Любили грубую ее, нескладную, но своей надсадной силой бьющую, речь. Любили ее за веселый нрав и открытый характер; Ольга и шуточку пустит, и анекдотец острый бабам расскажет, и выпить любит. А выпив, сначала становится не в меру весела, лихо откалывает русскую, поет старинные какие-то фабричные песни. А потом, — взгрустнется ей, всплакнет Ольга, становится необыкновенно женственной, нежной, и кажется маленькой девочкой (не смотря на свои 32 года). Тоскует, говорит об одиночестве своем, что любимый ее, — начальник нашей охраны, — над ней надсмехается, и скрипит Ольга зубами и мается.
Ольга — сама баба, она с ними и из них растет. С десяти лет она на фабрике. Учиться не пришлось, так и осталась малограмотной. Пятнадцати лет выдали ее силком замуж. От мужа сбежала обратно на фабрику.
— Очень мужчины мне тогда постылы были!
Тогда! А теперь, в 32 года, Ольга тоскует в одиночестве. Хочется ей и мужа, и ребенка. Иной раз, сбросит она с себя свою страшную косоворотку, принарядится в розовую кофту и пристрельнет за кем-нибудь с фабрики или из наезжающих губотделовских инструкторов. Она недурна (кабы не мужиковатость). Лицо у нее молодое, глаза черные, с лукавинкой. Очень она по-бабьи остра и занозиста.
Побывала Ольга на курсах Свердловского университета. И хоть туго ей, полу-грамотной, давались политэкономические премудрости, — все же ее там оценили и с курсов послали женорганизатором.

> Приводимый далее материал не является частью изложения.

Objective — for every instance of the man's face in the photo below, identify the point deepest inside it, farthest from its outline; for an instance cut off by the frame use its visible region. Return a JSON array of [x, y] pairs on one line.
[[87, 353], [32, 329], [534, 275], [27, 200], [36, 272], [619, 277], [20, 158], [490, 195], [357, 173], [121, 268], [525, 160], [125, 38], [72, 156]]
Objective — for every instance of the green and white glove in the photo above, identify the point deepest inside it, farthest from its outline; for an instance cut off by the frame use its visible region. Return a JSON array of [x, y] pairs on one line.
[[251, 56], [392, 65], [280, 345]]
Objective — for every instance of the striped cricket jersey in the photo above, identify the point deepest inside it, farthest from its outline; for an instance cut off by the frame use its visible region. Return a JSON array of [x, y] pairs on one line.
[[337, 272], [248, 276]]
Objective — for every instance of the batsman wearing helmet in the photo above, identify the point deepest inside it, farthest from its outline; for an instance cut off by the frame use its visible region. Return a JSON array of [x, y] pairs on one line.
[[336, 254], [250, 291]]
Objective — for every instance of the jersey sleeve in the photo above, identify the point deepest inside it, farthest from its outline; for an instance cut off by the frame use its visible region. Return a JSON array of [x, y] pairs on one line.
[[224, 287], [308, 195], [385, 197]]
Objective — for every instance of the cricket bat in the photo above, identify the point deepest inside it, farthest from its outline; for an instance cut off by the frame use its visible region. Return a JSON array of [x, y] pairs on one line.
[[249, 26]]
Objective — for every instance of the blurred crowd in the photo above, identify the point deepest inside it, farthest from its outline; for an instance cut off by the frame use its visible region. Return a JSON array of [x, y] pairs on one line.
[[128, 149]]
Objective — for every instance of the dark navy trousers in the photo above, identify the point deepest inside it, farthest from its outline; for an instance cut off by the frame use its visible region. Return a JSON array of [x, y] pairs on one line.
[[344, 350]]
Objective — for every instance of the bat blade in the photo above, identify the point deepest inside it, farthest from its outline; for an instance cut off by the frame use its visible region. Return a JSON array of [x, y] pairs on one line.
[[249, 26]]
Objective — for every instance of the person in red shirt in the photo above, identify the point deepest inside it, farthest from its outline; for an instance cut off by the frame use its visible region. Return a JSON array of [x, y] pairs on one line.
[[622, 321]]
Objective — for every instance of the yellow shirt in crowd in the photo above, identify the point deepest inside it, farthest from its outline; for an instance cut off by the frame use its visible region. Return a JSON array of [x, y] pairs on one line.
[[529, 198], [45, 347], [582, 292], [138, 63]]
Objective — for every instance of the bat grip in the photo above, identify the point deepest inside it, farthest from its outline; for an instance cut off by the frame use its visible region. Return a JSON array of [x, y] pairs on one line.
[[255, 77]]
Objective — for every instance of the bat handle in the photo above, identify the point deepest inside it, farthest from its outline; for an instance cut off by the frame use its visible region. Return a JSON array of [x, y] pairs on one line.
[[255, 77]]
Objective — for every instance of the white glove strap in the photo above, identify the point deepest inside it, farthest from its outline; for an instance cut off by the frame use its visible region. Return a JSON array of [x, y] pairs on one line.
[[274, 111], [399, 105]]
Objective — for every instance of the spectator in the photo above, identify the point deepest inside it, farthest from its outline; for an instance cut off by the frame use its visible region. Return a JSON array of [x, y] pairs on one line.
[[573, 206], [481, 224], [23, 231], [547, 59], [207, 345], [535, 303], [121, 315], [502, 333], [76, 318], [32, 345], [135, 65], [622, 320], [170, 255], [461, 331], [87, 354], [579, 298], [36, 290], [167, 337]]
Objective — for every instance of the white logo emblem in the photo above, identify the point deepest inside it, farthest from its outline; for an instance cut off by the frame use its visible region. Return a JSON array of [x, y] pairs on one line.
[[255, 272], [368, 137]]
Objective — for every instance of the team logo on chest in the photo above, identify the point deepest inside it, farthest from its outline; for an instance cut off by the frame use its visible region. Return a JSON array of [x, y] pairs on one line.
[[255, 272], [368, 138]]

С бабами Ольга не расставалась с тех пор все время, была 4 года организатором, потом вернулась к производству и тут попала в фабком. Но и занятая по горло фабкомовскими делами, урывала она часы для баб, заглядывала на делегатское собрание, проводила беседу по трудовому кодексу или о новом быте. Хоть знает Ольга и мало, но уж что знает, — пусть путанно и не без ошибок, — страстно стремится она переложить в бабьи головы. И бабы понимают ее с полуслова. Словами своими так умеет разбередить Ольга бабье мягкое сердце, что часто на ее беседах и докладах бабы ревут в три ручья и готовы за Ольгой итти на край света.
Беда Ольгина — мало она образованна. И надумала Ольга прошлую осень ехать на рабфак, — осенями находит на баб какое-то безумие — учиться и учиться. Прошла Ольга все комиссии: и укомовскую, и МК, — мучилась, нервничала, под все требования подошла, а как на самую последнюю, уже рабфаковскую комиссию попала — не приняли ее: стара, говорят, дай молодежи учиться. Ольга почуяла тут свою гибель: скоро придут ребята молодые, ученые, а таких малограмотных и корявых нужно в архив сдавать. Писала статьи в газеты Ольга, где возмущалась и протестовала; плакала, потом затосковала, слегла, на месяц засела дома.
Несмотря ни на какие мольбы баб, долго не отпускала ячейка Ольгу в женорганизаторши. Хотели из нее хозяйственницу сделать, метили в помощники директора (нужен был свой человек). Но бабы, чего захотят — добьются. Поехали в уком делегацией, требовали там. Ольга сама плакала, просилась к бабам, говорила, что на фабрике не останется, если ее организатором не сделают, а по хозяйству она все равно ничего не смыслит. Ячейка поспешила назначить женорганизатора из делегаток. Бабы в первый же раз вышвырнули ее с собрания за дверь и пошли гурьбой в бюро — требовать выдачи Ольги.
Так ячейке и пришлось уступить, — и бабы с песнями и неудержимым гамом утащили на плечах барахтающуюся Ольгу к себе в женуголок.